Dermatitis herpetiformis is a chronic blistering disease that is rare in childhood. It is characterized by intensely pruritic papules, vesicles, and occasional bullae, usually located on the elbows, knees, shoulders, neck, and sacral area. Direct immunofluorescence of perilesional skin demonstrates a granular deposition of IgA within the dermal papillae. Gluten-sensitive enteropathy can be demonstrated in 85% to 90% of cases. Although overt gastrointestinal symptoms are usually absent, jejunal villus atrophy is evident on intestinal biopsy (see Chapter 408). There is an increased frequency of HLA-B8, HLA-Dr3, and HLA-DR7 types in these patients. The disease is usually controlled with a combination of a gluten-free diet and dapsone (1–2 mg/kg/day). Remission can often be maintained with diet alone, but spontaneous remission is unusual.

Pemphigus

In pemphigus, IgG autoantibodies directed against components of desmosomes (desmogleins) on the surface of the keratinocytes disrupt cell-cell adhesion within the epidermis. In pemphigus vulgaris, these antibodies result in a middle to lower intraepidermal separation. In pemphigus foliaceus, the plane of cleavage is more superficial within the granular cell layer. Both diseases are rare in childhood, although a variant of pemphigus foliaceus (fogo selvagem) is endemic in certain parts of Brazil.

In pemphigus vulgaris, painful oral mucous membrane erosions often precede the onset of skin lesions. Generalized, flaccid bullae and erosions measuring 5 to 20 mm are found in the scalp or intertriginous areas. Paraneoplastic pemphigus in children is associated with an underlying tumor, most commonly Castleman tumor; mortality is high when there is pulmonary involvement.21 Treatment with high doses of systemic corticosteroids often in conjunction with azathioprine or other steroid-sparing agent, is usually necessary to control the disease. Intravenous immunoglobulin and rituximab are also reported to be of benefit.

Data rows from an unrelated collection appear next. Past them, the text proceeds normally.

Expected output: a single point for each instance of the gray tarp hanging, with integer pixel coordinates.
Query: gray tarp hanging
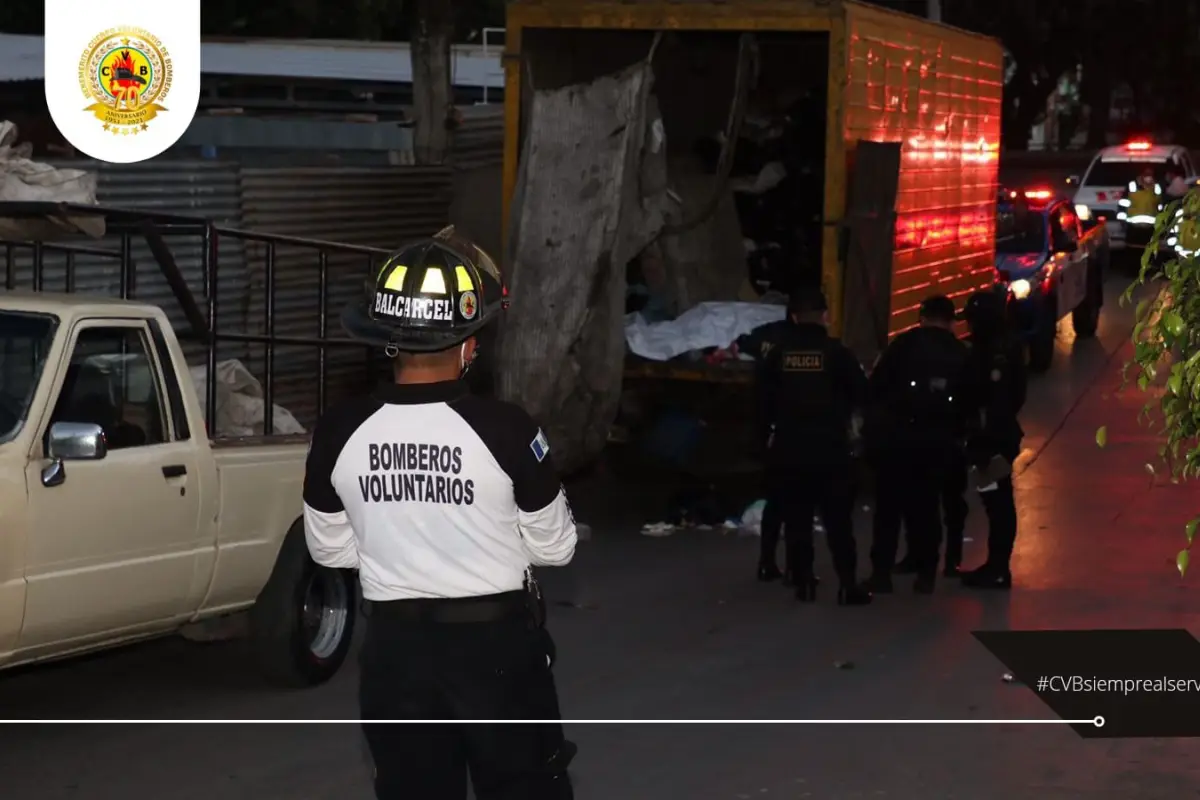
(588, 199)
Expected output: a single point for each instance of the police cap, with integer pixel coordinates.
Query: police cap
(937, 308)
(807, 300)
(427, 296)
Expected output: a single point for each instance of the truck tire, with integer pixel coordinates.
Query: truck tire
(1086, 317)
(303, 624)
(1042, 343)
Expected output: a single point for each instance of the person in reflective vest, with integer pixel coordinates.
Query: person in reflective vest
(1143, 202)
(1185, 235)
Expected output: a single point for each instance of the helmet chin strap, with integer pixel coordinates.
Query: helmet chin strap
(463, 362)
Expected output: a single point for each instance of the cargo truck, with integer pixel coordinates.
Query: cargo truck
(905, 133)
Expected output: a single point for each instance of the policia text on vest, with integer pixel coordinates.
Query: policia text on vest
(424, 473)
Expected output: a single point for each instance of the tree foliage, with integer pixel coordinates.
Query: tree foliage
(1167, 348)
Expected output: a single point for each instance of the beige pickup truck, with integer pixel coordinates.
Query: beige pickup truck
(120, 519)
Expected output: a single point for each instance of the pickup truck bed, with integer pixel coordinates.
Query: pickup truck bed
(121, 519)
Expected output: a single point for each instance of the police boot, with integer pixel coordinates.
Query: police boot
(988, 577)
(853, 594)
(879, 584)
(953, 565)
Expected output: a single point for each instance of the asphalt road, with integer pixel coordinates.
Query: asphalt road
(676, 629)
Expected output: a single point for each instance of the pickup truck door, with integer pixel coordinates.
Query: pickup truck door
(115, 545)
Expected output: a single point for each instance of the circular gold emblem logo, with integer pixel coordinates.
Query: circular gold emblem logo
(126, 73)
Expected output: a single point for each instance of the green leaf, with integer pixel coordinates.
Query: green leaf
(1174, 323)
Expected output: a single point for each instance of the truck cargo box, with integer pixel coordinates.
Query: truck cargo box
(892, 222)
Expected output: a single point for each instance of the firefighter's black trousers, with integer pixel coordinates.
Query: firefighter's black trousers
(472, 659)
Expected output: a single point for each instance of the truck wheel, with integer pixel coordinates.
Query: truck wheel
(303, 623)
(1042, 344)
(1086, 317)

Pemphigus foliaceus presents with eczematous and crusted lesions, frequently on the upper torso, and intact blisters may not be apparent. Pemphigus erythematosus is a rare form of pemphigus foliaceus associated with lupus erythematosus. Pemphigus foliaceus can sometimes be controlled with potent topical corticosteroids, but systemic corticosteroids are often necessary. With early diagnosis and adequate treatment, the prognosis for pemphigus in children is good.